The fight for justice requires raising your voice above denial
Responding to The Elephant in the Room by Alix Harris and Beyond Face CIC
There are a number of things that society doesn’t like to pay attention to. Issues that we deep down know exist but would prefer to sweep under the rug, covering our eyes and ears until they go away. Written by Alix Harris (who co-directed with Jules Laville) and produced by Helen Bovey for Beyond Face CIC, The Elephant in the Room boldly examines many of these issues.
For hundreds of years, the British Empire profited massively from the transatlantic trade of African people as cattle. The direct descendants of the generations of human beings that were violently treated as property, would then serve and die for that same empire in WWII. In the post-war period they were invited to see a land ‘with streets paved with gold’ and asked to help rebuild the ‘Mother Country’. It is these direct descendants that are now facing endless violence at the hands of the UK government’s Hostile Environment.
Black people are dealing with state and police brutality in the UK, combined with a more subtle, insidious and sinister variety of racism. In today’s Britain you may be less likely to be beaten for the colour of your skin, but you are also very likely to be ignored, marginalised, patronised, and seen as an other who is less than, with doors closed to you as a result.
But how real of a conversation is society at large prepared to have about its inherent lack of fairness and equality? How many are willing to have an open and honest dialogue about privilege? Sadly, most reading this will know the answers all too well.
The Elephant in the Room examines these questions. It boldly asks who and what am I as a person of colour in the eyes of someone who was born into privilege? Am I inherently me? A person with purpose, value and inherent worth? Or do I need to prove myself to them in order to be taken seriously?
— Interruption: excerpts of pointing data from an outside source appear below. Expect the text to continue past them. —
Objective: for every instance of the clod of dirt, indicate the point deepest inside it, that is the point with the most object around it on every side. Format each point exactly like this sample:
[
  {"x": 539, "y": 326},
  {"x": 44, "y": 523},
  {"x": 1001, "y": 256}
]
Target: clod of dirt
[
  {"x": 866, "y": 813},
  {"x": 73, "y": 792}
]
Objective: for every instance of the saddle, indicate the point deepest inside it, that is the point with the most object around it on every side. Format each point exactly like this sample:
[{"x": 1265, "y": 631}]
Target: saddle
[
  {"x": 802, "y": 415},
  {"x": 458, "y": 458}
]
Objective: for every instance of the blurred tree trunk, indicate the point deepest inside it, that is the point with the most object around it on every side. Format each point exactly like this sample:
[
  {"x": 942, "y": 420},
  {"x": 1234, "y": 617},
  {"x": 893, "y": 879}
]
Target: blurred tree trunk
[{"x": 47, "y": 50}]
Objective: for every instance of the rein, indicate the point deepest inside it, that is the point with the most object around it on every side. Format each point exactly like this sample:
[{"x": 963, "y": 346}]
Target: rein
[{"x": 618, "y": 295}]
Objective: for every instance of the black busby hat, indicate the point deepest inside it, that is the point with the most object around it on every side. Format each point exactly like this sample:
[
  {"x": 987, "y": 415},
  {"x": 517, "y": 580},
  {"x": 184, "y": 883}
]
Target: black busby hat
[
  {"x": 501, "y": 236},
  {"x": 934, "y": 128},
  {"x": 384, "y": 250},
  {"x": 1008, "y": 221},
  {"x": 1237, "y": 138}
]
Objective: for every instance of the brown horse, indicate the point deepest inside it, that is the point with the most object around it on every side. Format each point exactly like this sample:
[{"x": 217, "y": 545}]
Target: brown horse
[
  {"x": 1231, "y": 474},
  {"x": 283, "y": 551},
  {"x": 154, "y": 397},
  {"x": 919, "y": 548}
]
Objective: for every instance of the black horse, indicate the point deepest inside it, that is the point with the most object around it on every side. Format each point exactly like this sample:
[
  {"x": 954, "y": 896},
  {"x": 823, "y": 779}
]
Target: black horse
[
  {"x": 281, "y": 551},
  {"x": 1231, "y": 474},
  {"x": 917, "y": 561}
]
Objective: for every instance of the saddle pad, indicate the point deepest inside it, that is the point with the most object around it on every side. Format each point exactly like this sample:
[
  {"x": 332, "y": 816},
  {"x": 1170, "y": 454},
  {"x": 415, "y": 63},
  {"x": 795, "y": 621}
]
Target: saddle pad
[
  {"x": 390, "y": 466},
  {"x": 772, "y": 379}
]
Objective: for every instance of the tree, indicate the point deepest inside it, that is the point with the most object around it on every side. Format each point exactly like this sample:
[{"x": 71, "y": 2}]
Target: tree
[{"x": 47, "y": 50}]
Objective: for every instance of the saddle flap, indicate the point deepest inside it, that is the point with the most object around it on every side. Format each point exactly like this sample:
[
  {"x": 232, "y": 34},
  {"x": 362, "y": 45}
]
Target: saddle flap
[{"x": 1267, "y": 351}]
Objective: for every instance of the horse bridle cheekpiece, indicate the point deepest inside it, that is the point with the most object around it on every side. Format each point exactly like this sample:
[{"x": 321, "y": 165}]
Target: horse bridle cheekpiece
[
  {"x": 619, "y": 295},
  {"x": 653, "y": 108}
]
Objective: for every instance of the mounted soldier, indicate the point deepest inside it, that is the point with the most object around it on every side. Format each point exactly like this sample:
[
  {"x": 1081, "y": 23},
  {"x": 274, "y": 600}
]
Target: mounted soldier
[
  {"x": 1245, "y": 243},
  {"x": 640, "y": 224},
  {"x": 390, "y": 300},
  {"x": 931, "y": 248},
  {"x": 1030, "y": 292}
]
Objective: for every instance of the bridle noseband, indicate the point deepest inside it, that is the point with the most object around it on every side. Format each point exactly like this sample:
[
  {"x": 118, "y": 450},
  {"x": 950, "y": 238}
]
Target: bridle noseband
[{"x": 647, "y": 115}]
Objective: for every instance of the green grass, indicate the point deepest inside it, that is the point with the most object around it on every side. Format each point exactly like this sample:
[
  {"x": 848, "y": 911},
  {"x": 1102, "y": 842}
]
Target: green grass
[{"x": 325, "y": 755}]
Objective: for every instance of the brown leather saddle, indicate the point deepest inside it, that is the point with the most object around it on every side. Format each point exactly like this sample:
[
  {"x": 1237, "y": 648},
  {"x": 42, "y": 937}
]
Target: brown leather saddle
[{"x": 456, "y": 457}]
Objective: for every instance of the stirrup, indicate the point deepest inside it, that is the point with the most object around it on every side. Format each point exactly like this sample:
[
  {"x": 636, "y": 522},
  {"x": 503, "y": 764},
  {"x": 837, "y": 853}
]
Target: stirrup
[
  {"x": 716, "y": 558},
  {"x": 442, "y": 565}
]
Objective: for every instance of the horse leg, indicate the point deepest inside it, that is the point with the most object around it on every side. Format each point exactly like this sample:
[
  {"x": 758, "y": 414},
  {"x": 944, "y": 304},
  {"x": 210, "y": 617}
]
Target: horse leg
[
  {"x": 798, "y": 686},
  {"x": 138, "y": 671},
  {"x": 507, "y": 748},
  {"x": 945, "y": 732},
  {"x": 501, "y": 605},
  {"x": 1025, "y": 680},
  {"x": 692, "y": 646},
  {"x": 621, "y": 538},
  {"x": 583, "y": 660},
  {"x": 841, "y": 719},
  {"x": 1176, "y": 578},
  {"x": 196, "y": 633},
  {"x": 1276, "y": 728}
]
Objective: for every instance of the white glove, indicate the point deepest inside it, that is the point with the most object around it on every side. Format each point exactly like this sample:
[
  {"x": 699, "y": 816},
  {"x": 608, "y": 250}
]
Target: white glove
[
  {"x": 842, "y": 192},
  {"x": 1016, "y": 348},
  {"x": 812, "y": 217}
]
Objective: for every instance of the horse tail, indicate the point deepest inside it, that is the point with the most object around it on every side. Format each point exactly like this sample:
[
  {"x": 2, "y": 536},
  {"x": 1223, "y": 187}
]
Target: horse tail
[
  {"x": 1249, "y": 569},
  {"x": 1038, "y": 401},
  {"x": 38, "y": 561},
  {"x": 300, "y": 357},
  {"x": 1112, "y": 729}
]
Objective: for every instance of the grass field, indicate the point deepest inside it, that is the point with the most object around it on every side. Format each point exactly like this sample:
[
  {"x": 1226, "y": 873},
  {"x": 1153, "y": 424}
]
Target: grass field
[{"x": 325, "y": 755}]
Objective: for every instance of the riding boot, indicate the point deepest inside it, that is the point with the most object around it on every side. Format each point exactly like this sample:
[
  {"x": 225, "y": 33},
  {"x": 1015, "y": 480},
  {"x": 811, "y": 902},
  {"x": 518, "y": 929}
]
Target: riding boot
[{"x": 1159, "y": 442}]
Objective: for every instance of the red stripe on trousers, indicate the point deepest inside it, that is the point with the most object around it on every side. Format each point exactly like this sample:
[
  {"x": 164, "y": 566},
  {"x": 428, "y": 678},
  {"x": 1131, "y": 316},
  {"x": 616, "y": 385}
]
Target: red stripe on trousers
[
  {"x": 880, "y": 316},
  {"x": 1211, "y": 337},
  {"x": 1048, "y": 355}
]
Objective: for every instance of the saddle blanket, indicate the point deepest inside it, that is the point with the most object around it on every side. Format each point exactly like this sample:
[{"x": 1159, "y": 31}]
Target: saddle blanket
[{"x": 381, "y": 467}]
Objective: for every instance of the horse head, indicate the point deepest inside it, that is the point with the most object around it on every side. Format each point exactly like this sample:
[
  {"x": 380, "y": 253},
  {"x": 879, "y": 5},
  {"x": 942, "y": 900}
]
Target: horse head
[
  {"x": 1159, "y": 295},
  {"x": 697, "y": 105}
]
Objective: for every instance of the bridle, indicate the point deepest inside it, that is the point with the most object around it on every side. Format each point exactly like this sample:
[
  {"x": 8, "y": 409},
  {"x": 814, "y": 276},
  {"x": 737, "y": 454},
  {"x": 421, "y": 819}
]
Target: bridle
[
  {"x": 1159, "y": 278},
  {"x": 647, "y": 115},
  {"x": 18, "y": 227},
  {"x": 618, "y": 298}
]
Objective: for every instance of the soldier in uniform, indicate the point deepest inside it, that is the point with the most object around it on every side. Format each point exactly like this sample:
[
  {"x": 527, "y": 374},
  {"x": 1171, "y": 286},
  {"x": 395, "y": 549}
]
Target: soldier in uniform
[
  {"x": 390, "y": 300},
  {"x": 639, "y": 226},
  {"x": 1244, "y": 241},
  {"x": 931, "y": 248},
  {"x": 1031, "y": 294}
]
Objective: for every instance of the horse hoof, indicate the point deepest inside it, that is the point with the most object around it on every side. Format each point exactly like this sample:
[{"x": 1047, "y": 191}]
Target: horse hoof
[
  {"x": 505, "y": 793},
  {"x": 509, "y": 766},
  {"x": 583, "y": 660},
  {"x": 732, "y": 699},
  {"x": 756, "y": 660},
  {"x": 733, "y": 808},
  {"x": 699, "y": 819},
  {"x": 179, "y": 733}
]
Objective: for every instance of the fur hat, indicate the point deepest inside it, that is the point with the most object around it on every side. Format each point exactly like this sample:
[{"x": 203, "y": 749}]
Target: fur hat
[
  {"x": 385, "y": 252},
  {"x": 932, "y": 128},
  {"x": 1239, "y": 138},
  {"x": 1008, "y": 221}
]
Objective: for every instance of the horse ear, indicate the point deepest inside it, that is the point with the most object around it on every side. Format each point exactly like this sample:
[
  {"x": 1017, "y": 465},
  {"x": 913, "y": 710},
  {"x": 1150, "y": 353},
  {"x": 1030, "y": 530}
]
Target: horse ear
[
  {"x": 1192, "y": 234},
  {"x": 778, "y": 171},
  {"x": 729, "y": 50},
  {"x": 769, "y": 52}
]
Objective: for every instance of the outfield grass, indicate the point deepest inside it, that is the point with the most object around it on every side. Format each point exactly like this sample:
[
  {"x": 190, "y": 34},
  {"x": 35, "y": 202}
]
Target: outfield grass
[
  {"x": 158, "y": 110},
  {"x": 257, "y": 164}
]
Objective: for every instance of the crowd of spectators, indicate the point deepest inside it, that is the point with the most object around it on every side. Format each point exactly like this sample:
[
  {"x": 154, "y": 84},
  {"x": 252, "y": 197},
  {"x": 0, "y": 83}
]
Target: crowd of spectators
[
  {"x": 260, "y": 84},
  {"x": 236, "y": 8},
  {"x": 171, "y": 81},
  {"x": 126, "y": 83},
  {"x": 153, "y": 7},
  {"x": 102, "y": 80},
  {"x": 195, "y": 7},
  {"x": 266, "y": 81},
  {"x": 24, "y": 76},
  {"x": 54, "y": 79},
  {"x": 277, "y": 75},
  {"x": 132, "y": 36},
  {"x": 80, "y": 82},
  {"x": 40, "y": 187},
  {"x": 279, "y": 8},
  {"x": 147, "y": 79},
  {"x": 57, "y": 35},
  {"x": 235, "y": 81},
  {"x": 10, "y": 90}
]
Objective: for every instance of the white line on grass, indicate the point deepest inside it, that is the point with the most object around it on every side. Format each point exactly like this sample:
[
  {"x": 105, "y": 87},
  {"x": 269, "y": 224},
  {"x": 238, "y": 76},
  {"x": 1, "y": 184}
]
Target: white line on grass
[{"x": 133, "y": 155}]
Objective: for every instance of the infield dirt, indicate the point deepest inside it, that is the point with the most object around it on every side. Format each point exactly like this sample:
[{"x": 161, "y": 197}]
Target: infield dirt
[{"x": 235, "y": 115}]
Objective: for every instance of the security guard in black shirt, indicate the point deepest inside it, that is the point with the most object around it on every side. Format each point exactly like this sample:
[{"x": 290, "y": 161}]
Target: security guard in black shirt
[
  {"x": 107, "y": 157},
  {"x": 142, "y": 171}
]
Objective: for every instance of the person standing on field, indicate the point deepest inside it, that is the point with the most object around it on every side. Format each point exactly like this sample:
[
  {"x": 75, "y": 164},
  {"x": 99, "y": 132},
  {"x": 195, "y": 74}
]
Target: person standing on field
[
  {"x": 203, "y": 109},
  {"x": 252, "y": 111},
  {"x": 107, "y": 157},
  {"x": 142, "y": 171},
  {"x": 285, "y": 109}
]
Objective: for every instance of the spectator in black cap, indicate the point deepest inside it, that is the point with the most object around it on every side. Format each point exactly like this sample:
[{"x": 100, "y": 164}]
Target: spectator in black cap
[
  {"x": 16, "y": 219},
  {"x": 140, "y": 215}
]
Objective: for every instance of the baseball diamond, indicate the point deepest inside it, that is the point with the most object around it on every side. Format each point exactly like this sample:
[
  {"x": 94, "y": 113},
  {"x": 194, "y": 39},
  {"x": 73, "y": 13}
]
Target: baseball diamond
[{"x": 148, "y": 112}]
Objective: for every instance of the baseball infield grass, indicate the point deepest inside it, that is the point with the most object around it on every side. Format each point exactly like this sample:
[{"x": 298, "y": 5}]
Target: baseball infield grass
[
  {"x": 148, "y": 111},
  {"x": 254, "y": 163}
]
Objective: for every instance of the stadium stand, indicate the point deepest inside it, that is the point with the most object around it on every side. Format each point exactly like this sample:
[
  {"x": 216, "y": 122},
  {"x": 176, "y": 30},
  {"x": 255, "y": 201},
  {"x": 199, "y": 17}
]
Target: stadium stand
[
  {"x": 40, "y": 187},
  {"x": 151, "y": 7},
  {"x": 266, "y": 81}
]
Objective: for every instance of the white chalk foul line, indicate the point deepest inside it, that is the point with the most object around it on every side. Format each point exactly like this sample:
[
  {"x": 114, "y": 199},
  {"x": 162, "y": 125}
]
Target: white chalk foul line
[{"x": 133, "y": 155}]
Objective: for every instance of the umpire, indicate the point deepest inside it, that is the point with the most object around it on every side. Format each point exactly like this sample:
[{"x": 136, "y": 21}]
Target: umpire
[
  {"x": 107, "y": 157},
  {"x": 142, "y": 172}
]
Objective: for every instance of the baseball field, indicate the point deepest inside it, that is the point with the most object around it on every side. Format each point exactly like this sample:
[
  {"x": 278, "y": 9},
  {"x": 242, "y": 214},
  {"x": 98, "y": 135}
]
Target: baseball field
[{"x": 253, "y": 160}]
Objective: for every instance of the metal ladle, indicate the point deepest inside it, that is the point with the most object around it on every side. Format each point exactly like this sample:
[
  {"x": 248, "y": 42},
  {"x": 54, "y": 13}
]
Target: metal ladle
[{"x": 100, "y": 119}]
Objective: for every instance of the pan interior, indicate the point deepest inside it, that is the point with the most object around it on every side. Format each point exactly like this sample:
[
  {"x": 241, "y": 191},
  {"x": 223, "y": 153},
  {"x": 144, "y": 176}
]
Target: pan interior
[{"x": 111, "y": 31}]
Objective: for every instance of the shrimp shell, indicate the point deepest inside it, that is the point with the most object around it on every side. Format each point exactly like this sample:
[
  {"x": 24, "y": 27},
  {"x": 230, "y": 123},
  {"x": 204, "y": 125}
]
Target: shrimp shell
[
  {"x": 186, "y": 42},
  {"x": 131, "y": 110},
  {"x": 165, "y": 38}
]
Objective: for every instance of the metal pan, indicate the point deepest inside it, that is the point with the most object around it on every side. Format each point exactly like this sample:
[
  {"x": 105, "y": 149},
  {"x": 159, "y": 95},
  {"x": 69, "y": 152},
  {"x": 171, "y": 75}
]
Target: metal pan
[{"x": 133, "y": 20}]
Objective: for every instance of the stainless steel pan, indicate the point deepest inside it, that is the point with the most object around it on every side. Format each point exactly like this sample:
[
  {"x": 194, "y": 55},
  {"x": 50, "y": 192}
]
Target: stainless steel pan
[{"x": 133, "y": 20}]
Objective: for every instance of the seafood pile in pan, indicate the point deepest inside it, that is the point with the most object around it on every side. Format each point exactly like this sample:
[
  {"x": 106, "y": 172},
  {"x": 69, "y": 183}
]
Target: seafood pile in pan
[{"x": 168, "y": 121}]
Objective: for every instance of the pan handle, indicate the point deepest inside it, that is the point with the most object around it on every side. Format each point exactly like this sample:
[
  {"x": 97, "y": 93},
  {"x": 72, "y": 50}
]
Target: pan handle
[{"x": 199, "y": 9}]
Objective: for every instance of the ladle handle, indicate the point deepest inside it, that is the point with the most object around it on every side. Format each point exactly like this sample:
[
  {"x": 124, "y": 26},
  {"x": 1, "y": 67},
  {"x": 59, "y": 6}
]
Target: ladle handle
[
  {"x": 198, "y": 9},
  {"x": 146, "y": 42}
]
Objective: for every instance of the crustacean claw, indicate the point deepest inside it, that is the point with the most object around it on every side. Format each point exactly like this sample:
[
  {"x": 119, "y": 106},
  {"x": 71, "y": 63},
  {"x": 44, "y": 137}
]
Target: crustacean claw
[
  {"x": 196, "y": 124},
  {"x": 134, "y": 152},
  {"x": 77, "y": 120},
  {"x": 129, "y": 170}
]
The film also evokes questions of freedom. We live in a society that claims to be free and democratic, but the UK government is constantly finding excuses to deport African, Caribbean and Asian people who have established homes and lives here. When so many social restrictions still exist on who or what we are allowed to be, we must question how much freedom we really have.
To convey all of the above and more, The Elephant in the Room employs a series of monologues which take you into the hearts of six dancers who experience racial discrimination, and the voice of someone who benefits from it. Accompanying the dynamic dancing is a moving musical track, and background sounds of city and countryside life, giving the film a feeling of power and gravitas. The dancing has been choreographed in a way that syncs the movements of the performers with the emotional intensity of both the music and the narrators’ words, creating a truly unique piece of filmmaking. The monologues are delivered with palpable emotion - they are the passionate, introspective and challenging cries of people who have had enough. Some are sick and tired of not being seen and finally want to be heard; some discuss no longer having the energy to fight against a system that is rigged against them.
In the film, we also hear the voice of someone who deep down knows the situation they benefit from is wrong, but can’t bear to give up the advantages they’ve become accustomed to. By showing the physicality of responding to oppression, performed by the dancers against a disembodied voice, The Elephant in the Room juxtaposes resistance against the pervasiveness of ignorance. You feel the cries of pain screamed by those who dream of nothing more than to be seen as human beings.
The Elephant in the Room raises many questions about fighting injustice, if there are duties of oppressed peoples and the cost of equality. It lays bare the placating words of denial often spoken by people born into privilege, who would rather place their own unease above confronting truths of racial injustice. This is a film for anyone who is in the mood to challenge the status quo.